NSW Catholic schools saved taxpayers $480 million in 2018
Catholic Schools NSW (Catholic Schools New South Wales) has today released a report showing its schools saved taxpayers almost half a billion dollars last year and will save more than $2.5 billion by 2022.
The report is the first in a series of three volumes outlining the benefits of the NSW Catholic schools sector, Catholic Schools New South Wales Chief Executive Officer Dallas McInerney said.
“Ernst & Young (EY) has independently calculated that under current funding arrangements, the operation of almost 600 Catholic schools in NSW resulted in a net saving in recurrent government spending of $480 million in 2018.
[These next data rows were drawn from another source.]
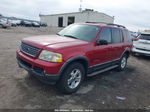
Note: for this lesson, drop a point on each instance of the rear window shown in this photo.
(144, 36)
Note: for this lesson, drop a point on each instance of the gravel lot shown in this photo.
(129, 89)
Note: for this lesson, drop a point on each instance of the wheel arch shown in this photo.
(81, 59)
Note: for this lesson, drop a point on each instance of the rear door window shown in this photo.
(116, 35)
(106, 35)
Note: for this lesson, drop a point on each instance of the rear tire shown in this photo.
(71, 78)
(122, 63)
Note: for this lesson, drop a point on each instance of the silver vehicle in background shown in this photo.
(141, 44)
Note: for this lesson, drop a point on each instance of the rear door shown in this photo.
(102, 53)
(117, 43)
(143, 43)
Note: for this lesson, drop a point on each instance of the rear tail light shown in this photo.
(135, 39)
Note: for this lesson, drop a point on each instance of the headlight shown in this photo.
(50, 56)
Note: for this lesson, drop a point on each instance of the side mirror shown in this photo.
(135, 39)
(102, 42)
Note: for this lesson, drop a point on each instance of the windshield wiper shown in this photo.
(71, 36)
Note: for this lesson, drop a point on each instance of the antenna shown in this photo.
(80, 9)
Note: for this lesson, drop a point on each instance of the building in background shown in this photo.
(87, 15)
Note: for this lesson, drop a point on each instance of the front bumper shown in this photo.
(141, 51)
(38, 70)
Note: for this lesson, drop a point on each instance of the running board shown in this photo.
(101, 71)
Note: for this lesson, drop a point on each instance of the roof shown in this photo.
(145, 32)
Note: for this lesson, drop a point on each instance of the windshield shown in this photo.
(82, 32)
(144, 36)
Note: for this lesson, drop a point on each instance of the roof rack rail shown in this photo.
(116, 25)
(108, 24)
(97, 22)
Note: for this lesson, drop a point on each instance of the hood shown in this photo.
(52, 41)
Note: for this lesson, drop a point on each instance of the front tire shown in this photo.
(122, 63)
(71, 78)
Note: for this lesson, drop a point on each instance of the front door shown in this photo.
(102, 53)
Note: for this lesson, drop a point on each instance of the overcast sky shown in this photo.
(134, 14)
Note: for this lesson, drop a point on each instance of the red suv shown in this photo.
(76, 52)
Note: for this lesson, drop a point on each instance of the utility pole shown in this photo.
(80, 9)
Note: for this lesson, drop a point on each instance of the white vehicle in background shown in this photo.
(141, 44)
(4, 23)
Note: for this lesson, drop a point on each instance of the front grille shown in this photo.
(143, 49)
(26, 64)
(30, 50)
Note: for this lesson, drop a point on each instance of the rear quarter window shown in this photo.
(128, 35)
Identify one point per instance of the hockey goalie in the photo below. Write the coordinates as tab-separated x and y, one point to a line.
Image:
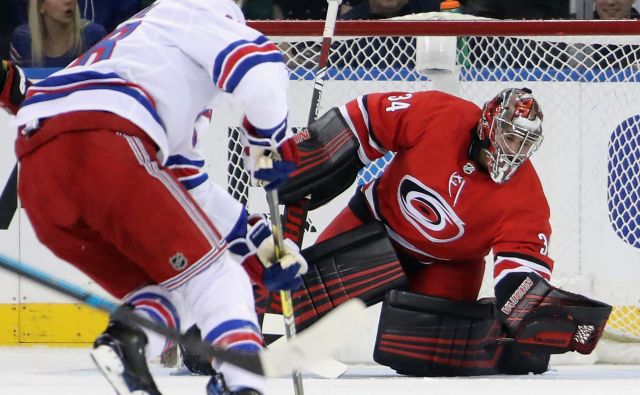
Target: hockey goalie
460	185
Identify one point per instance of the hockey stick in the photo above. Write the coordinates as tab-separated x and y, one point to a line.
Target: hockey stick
299	210
285	296
327	334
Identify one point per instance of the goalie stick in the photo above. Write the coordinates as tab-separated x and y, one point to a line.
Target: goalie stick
322	338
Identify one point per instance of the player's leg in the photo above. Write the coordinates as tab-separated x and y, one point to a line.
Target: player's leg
460	280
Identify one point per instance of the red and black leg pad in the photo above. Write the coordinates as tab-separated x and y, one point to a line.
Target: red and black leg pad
328	162
360	263
540	317
425	336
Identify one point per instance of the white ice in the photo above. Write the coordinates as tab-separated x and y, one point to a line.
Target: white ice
69	371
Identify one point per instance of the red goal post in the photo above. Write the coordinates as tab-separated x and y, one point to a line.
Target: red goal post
586	75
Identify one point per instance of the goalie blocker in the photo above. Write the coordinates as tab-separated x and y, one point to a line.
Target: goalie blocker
425	336
328	162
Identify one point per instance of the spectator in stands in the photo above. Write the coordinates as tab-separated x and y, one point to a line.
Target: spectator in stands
615	9
110	13
54	36
299	9
510	9
381	9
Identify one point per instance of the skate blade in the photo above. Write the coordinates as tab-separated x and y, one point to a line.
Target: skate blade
112	368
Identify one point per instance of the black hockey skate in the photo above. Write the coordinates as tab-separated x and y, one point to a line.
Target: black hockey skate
119	353
217	386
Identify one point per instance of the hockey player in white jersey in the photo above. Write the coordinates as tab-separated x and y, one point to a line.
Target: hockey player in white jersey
99	143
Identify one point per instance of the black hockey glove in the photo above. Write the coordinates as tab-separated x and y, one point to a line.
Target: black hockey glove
545	318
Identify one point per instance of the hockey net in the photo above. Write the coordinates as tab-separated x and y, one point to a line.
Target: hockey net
586	76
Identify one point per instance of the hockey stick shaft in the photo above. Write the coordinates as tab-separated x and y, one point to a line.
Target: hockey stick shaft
323	62
250	362
9	199
301	207
285	296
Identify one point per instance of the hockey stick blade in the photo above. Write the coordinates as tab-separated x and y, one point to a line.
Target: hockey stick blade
324	367
268	362
316	342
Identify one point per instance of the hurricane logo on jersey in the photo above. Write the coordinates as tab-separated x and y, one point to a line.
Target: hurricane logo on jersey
428	212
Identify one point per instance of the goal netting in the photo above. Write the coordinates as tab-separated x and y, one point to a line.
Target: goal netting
586	77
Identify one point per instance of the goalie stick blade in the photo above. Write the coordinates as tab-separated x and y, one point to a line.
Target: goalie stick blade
316	342
325	367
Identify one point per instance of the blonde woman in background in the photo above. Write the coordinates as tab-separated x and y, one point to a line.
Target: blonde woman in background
54	36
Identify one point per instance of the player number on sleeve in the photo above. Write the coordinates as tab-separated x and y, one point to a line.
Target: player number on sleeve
397	102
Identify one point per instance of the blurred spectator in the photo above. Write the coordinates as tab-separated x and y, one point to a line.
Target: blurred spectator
54	36
380	9
301	9
260	9
512	9
109	13
615	9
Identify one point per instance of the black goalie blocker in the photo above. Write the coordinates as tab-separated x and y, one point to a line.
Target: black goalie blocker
360	263
328	162
425	336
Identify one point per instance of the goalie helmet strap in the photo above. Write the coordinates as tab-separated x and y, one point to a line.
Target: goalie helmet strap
328	162
420	335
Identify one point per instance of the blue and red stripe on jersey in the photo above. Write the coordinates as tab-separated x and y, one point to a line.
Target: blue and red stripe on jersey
233	62
158	307
60	86
241	335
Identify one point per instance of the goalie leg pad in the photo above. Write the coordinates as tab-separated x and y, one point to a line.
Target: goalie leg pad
328	162
360	263
421	335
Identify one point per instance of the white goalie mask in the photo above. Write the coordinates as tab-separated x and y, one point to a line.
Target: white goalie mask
510	131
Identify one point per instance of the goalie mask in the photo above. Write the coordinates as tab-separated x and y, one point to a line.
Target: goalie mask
509	132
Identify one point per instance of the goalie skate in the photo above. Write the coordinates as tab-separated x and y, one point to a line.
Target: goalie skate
119	354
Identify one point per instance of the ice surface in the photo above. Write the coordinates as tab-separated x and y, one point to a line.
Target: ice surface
69	371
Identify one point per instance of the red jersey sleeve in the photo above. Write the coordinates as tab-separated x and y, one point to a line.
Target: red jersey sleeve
522	242
394	121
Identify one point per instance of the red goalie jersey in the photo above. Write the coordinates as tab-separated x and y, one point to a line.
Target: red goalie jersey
442	210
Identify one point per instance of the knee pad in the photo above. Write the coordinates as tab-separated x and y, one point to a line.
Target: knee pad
425	336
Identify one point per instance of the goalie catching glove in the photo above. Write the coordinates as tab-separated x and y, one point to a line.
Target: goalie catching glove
540	316
260	260
269	158
13	86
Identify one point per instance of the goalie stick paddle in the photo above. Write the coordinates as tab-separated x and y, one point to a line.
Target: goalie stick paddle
324	337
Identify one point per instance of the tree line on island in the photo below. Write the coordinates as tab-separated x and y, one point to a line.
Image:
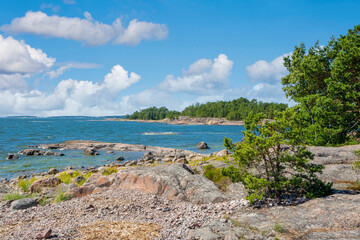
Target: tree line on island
272	161
237	109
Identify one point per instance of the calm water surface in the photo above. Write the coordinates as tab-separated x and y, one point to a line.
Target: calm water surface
19	133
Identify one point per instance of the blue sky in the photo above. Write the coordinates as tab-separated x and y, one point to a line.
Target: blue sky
82	57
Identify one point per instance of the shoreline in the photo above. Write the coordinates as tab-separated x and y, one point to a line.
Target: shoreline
185	121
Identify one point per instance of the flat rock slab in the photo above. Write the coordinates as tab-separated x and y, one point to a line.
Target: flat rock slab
171	181
324	218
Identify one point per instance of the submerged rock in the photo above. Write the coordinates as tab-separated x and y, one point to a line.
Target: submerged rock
52	171
38	152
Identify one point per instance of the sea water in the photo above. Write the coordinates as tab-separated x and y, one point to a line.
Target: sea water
17	133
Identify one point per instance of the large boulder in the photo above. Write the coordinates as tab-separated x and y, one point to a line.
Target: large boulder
202	145
23	204
170	181
174	181
47	182
11	156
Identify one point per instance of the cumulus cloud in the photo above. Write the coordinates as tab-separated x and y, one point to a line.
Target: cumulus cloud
18	57
69	2
13	81
86	30
50	6
203	76
59	71
264	71
70	97
137	31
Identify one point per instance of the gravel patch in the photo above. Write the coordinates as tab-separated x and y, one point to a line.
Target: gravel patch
128	213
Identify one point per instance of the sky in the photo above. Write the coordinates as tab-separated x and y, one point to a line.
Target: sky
106	58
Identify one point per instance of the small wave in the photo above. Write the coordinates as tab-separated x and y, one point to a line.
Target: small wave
159	133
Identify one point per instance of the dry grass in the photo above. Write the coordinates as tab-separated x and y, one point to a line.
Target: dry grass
120	230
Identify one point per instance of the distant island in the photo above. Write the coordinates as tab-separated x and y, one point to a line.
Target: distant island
211	113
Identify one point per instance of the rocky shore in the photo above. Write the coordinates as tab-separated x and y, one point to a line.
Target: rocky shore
164	195
184	120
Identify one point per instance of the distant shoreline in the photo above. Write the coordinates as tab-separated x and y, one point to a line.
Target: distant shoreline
185	121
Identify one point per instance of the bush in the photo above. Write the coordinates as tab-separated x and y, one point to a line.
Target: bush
61	196
110	171
215	174
271	161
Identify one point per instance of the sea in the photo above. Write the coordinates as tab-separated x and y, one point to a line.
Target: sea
17	133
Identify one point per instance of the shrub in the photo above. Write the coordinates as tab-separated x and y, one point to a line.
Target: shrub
215	174
271	160
109	171
65	177
62	196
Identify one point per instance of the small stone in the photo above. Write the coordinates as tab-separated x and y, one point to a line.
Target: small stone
44	235
53	171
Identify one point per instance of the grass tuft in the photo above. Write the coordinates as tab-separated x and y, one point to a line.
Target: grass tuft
62	196
109	171
25	184
17	196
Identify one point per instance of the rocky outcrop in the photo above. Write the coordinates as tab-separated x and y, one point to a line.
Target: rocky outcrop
202	145
90	151
185	120
38	152
47	182
83	144
173	181
11	156
333	217
338	162
52	171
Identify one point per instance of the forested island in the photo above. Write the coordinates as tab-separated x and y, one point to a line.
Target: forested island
237	109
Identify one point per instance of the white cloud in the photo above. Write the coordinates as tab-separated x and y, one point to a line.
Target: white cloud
59	71
203	76
138	31
12	81
119	79
86	30
50	6
70	97
69	2
18	57
264	71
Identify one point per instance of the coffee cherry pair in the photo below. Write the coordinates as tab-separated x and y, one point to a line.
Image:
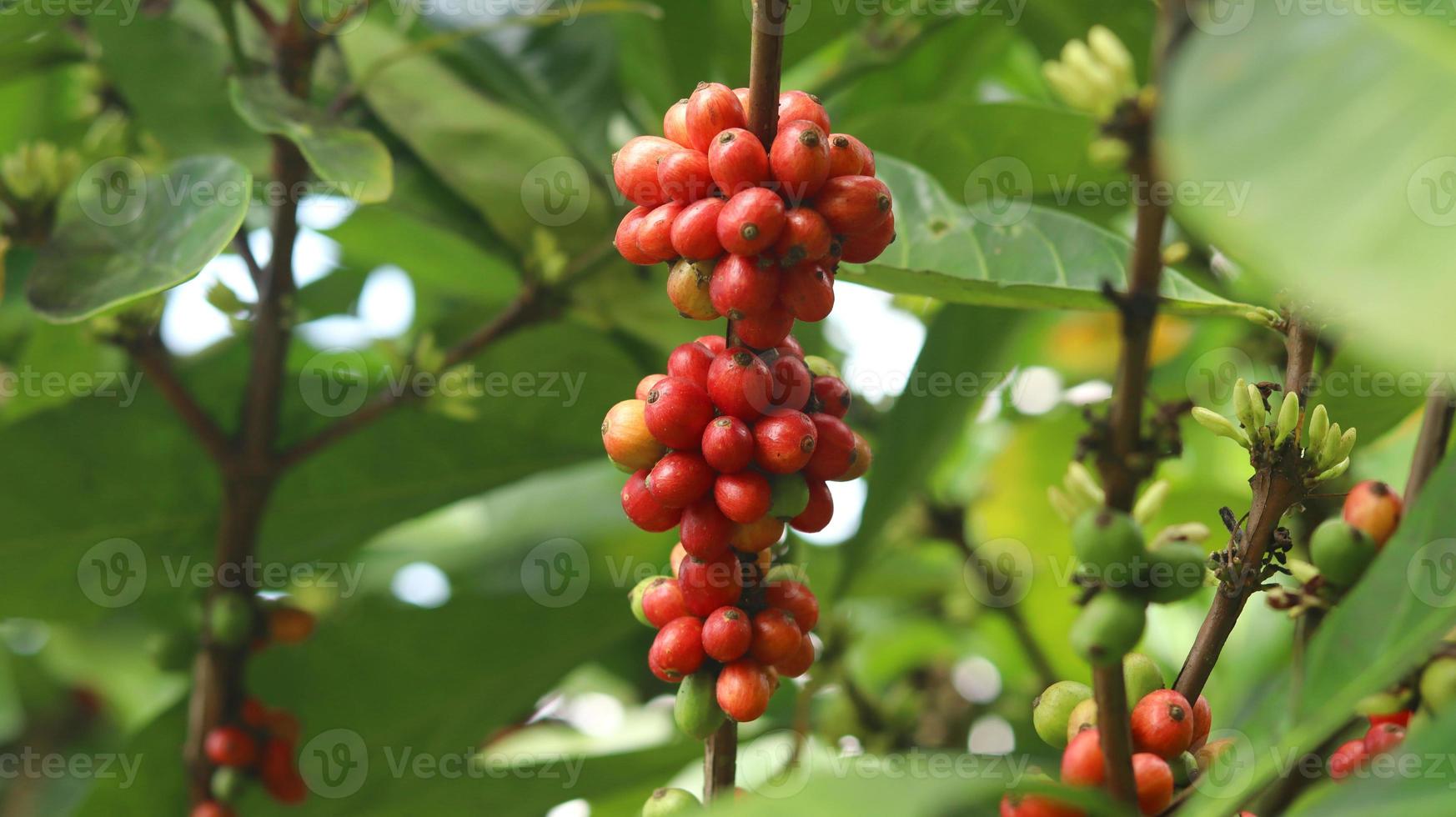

“This would rise to $2.56 billion in cumulative savings in the five years to 2022,” Mr McInerney said.
“EY’s modelling also found that if the NSW Government were required to educate all students currently enrolled in NSW Catholic schools, it would need to spend up to $7.9 billion in capital to develop the necessary schools.”
Mr McInerney said some 90% of the funding used to build or upgrade Catholic schools – which educate one in five NSW students – currently comes from private contributions, parents and families.
“This report shows that rather than drawing funds away from government schools, NSW Catholic schools actually free up funding for governments to invest in public schools and other areas.”
Mr McInerney said governments partially fund Catholic schools to ensure they remain affordable to most NSW families and share the load of educating the state’s almost 1.3 million students.
The basic annual cost of a school education, estimated annually by the Federal Government, is more than $11,000 per primary student and more than $14,000 per secondary student in 2019.
“Without government funding support, many families could not afford the full cost of a Catholic education for their children and would need to enrol them in public schools, resulting in a significantly increased cost burden for taxpayers.
“The twin benefits of this funding model are that governments reduce their overall financial obligation while supporting the right of parents to choose an education that reflects the values they wish to instil in their children – a long settled bipartisan policy in Australia.”
Mr McInerney said the benefits of parallel school sectors are many and will be the subject of a three-volume series of reports, The Case for Catholic Schools.
“Volume 1 highlights the economic contribution made to NSW by Catholic education, while illustrating the scale of its operation across the state. The full report of Volume 1 is available online.”
There are almost 600 Catholic schools in NSW, educating more than a quarter of a million students and employing some 30,000 teaching and other staff.